A closer took at the octagonal bāoli of the Northern water works and its storage wells reveals the provision of stone shafts which once held the vertically rotating wheel of pots. The draw-bars which rotated this wheel were placed in the two vaulted chambers, which we have noted flanked the well in the bāoli and the two storage wells. Similarly, protruding stone beams fixed atop the rectangular cavities near the Hathipol lifted the water atop the roof of the eastern quadrangle. Thus we see that the Northern waterworks was a complex of storage tanks, storage wells and Persian wheels which helped the water to be raised at five stages to reach the level of the Imperial complex atop the ridge.
The Southern Waterworks
The Southern water-works which centred around the bāoli attributed to Shah Quli, near the Hakim’s Baths, survives in a much more dilapidated condition. From here the water was supplied not only to the daulatkhāna but also to the civic population living in the areas south of the ridge.

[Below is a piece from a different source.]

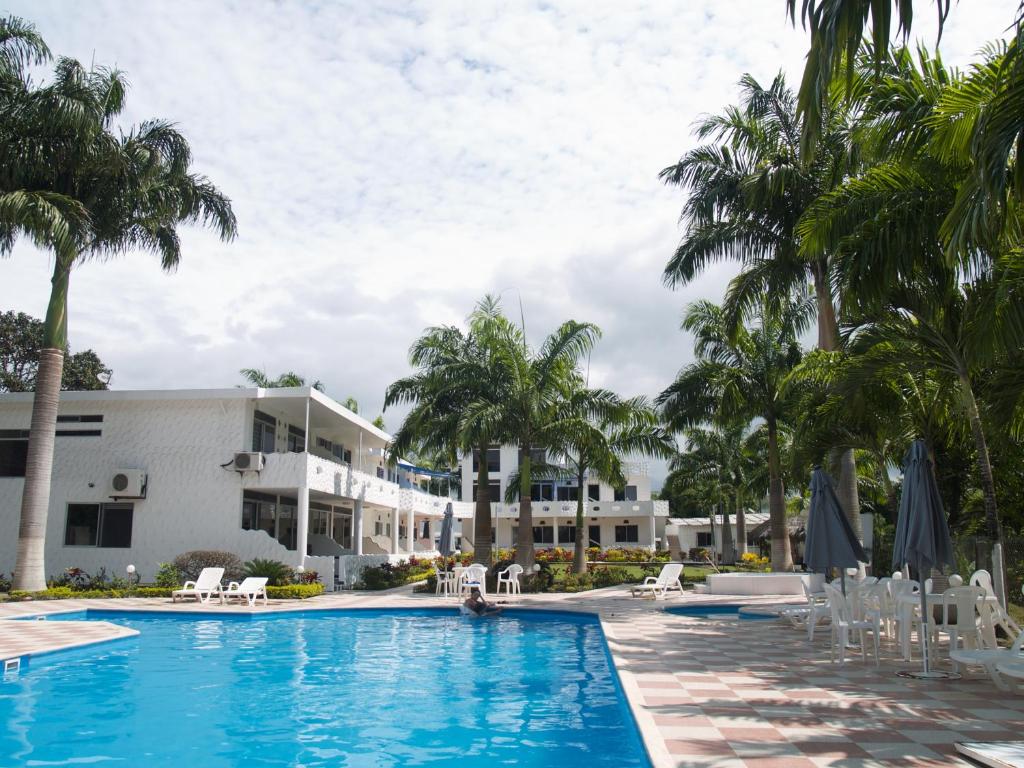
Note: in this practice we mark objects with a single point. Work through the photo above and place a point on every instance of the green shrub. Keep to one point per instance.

Shah Quli’s bāoli appears to be the largest step well at Fathpur Sikri and comprises three storeys surrounding the octagonal well. Water drawn from this step well with the cutlasses fixed in the two chambers adjoining the well was carried through ducts to a raised storage tank situated in front of the Hakim’s Baths. From here the Persian wheels lifted the water, which was then distributed through aqueducts into three directions, the north, east and west. In the north, the water emptied into a tank situated near the massive ‘Sukh tāl’ adjacent to the Imperial Baths, from where it was taken to the Baths and garden of the daulatkhana.

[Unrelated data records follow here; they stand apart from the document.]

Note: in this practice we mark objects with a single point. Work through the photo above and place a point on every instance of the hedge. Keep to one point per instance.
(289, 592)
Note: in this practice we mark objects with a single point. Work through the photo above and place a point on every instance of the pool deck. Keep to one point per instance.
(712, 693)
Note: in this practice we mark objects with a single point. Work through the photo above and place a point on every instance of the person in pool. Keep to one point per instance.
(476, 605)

In the area between the southern wall of the daftarkhana and Shah Quli’s bāoli a number of piers which once carried water ducts still survive. Similar aqua ducts appear to have been constructed to the east of the storage well. During the course of the survey, bases of two such piers were encountered.

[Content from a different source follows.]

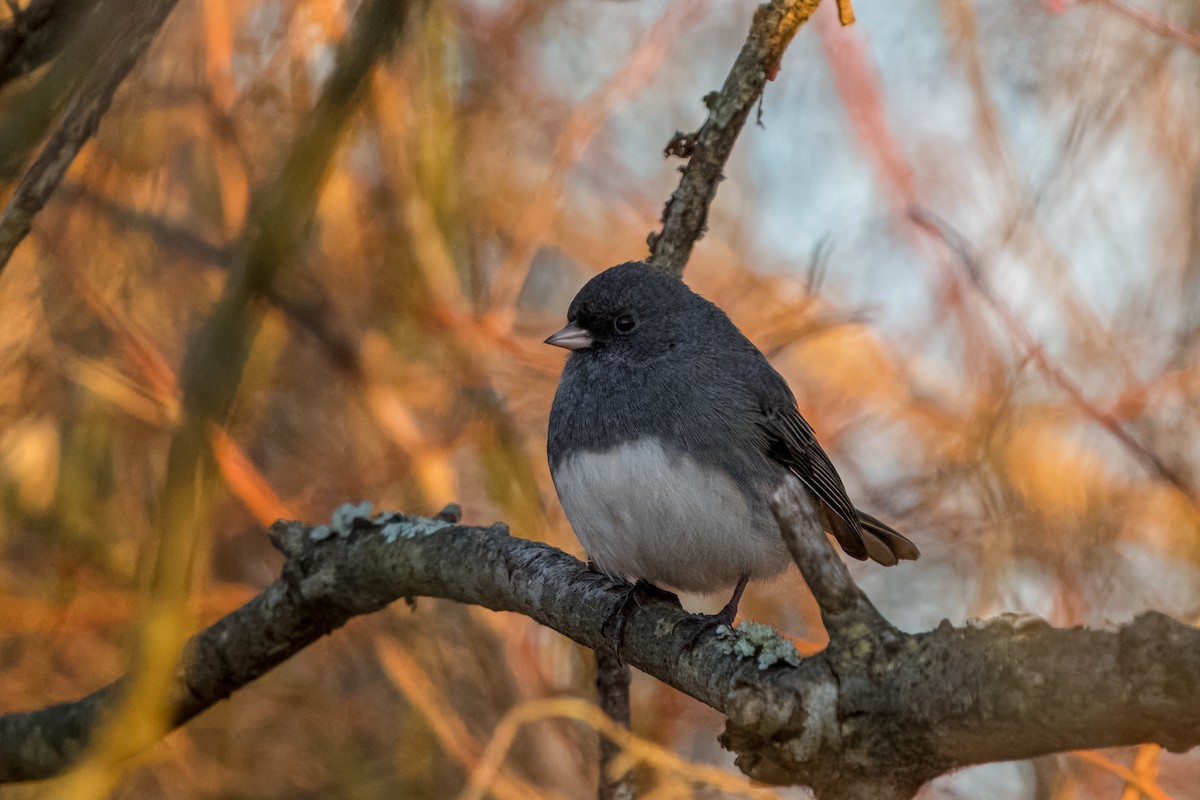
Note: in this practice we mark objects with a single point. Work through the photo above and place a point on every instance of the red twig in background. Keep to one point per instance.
(1140, 17)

The water thus supplied from the northern and southern water works to the Imperial complex was distributed to various sections through the conducts running between the wells. Unfortunately, we encounter a number of gaps in these channels running through~ the Imperial complex. This probably is due to the renovation work which was undertaken under Lords Mayo and Curzon.
A physical survey of Fathpur Sikri reveals that still enough evidence survives to connect the various palace complexes. The major supply to the Imperial complex was through the Northern water works, whereas the Southern water works catered mostly to the needs of the civic population a function which it still performs.
Apart from the bāolis, wells and tanks, a number of piers of the aqua ducts survive around the city of Fathpur which give us same idea of how water was carried from one area to another. For example a series of such piers survive in the area below hauz-i shirin, on the slopes of the northern ridge, below the so-called Tansens’ Bāradari and the excavated residential structures. These piers carried the aqueducts which connected the Northern works with the large water tank situated near the nobles, houses, mentioned earlier. This massive tank is 28.10 m. wide and 67.40 m long. Probably the entire needs of the Eastern area were met through the water stored in this tank.
It is also important to note that the individual residential structures, which have been excavated at Fathpur Sikri in most cases, seem to have had their own water storage tanks.
There are still areas in Fathpur Sikri, for example the areas in the South-west about which not much is known. A number of wells survive in that region, but they appear to be insufficient to cater to the entire needs of the population who must have settled there, The water must have been carried from here to individual houses through water carriers.